I was reminded recently of my disappointment that Malala Yousufzai didn’t with the 2013 Nobel Peace Prize. I take heart in being confident that it will go to her at some point in her life, given her character, her achievements even now at her young age, and her determination to change her world. Here’s what I wrote about her in 2012 in the Huffington Post:
In her heart, Malala Yousufzai is an American. She is your neighbor, your sister, your daughter, your granddaughter. She is not only courageous, but she has become, for me, the embodiment of what the United States stands for, our values, our ideals and the goodness inherent in our system. She’s a beacon of freedom in a world of oppression.
So, after her shooting, I was enormously relieved to hear that she was going to recover. Yousafzai, a 16-year-old campaigner for human rights, was shot in the head by Taliban militants in October, 2012. Miraculously, the bullet only grazed Malala’s brain. It’s horrific to be talking in these terms about a 15-year-old girl, someone targeted for assassination in Pakistan simply because she wanted to tell the truth.
I find it enormously inspiring how Pakistanis are rallying around the girl and against the Taliban.
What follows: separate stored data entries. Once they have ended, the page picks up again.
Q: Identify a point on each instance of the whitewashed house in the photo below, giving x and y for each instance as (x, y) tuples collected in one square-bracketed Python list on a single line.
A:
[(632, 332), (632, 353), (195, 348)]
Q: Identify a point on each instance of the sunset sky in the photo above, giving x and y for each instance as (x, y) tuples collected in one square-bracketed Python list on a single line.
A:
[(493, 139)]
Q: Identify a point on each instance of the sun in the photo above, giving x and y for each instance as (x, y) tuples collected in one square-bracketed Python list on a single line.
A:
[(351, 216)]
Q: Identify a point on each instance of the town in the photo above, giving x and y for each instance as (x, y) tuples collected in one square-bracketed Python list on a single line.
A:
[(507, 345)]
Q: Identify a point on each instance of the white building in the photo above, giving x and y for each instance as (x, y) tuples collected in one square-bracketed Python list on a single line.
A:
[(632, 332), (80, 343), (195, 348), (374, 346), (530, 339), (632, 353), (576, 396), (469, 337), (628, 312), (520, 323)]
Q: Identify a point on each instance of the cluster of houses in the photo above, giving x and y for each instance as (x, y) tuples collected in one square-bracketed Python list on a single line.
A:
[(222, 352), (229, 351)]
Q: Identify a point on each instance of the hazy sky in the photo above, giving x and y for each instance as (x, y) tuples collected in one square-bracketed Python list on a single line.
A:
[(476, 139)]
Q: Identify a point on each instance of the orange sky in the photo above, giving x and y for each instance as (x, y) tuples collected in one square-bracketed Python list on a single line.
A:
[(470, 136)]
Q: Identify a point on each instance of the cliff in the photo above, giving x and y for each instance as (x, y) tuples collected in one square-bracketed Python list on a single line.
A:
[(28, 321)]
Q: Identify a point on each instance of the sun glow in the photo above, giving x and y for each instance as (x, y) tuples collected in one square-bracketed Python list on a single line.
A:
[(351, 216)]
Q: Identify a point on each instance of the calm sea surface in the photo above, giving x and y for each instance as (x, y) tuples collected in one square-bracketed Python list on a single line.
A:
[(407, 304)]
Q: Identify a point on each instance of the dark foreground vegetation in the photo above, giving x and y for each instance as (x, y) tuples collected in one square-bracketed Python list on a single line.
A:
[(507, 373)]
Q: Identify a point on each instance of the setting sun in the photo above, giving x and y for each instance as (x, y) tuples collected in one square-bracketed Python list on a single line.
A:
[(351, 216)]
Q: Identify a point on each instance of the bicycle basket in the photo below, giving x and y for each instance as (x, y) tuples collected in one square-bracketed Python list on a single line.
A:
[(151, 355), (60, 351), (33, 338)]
Vigils for her are being held in schools and mosques across Pakistan — which we consider a threat because of its nuclear capability and for the way it provides a haven for the Taliban. Pakistan itself is not our enemy. Neither is Islam. In fact, Pakistanis are with us when it comes to Malala. As a friend of Malala’s family told Nicholas Kristof, the New York Times columnist: “Please thank all your people who are supporting us and who stand with us in this war,” he added. “You energize us.” And Interior Minister Rehman Malik said: “Malala is our pride. She became an icon for the country.” These reactions are another indication that the war against terrorism is not a war against Islam, or any other religious creed, nor even any particular nation, but a fight against a morally blind extremism which infects its followers with a pathological indifference to human life.
Malala is a marvel, a standard-bearer for human rights and freedom, as well as the enlightened values we hold dear in the West. She is goodness personified. She was already, at her young age, advocating to improve education for girls in her country. With an entrepreneurial spirit, she’d even started a fund for her cause. A Times op-ed contributor says that she posted her diary on the BBC’s website, exposing the Taliban’s atrocities against women, its excesses and its obscurantist approach to interpretation of Islamic laws. Last year, she was nominated for the International Children’s Peace Prize by the advocacy group Kids Rights Foundation. If she fully recovers, she’s going to be someone to watch, a woman who will make a difference in the world. She’s already made her quiet mark on history.
As Kristof has put it: “Pakistan is a country that has historically suffered from timid and ineffectual leadership, unwilling to stand up to militants. Instead, true leadership emerged from a courageous 14-year-old girl.”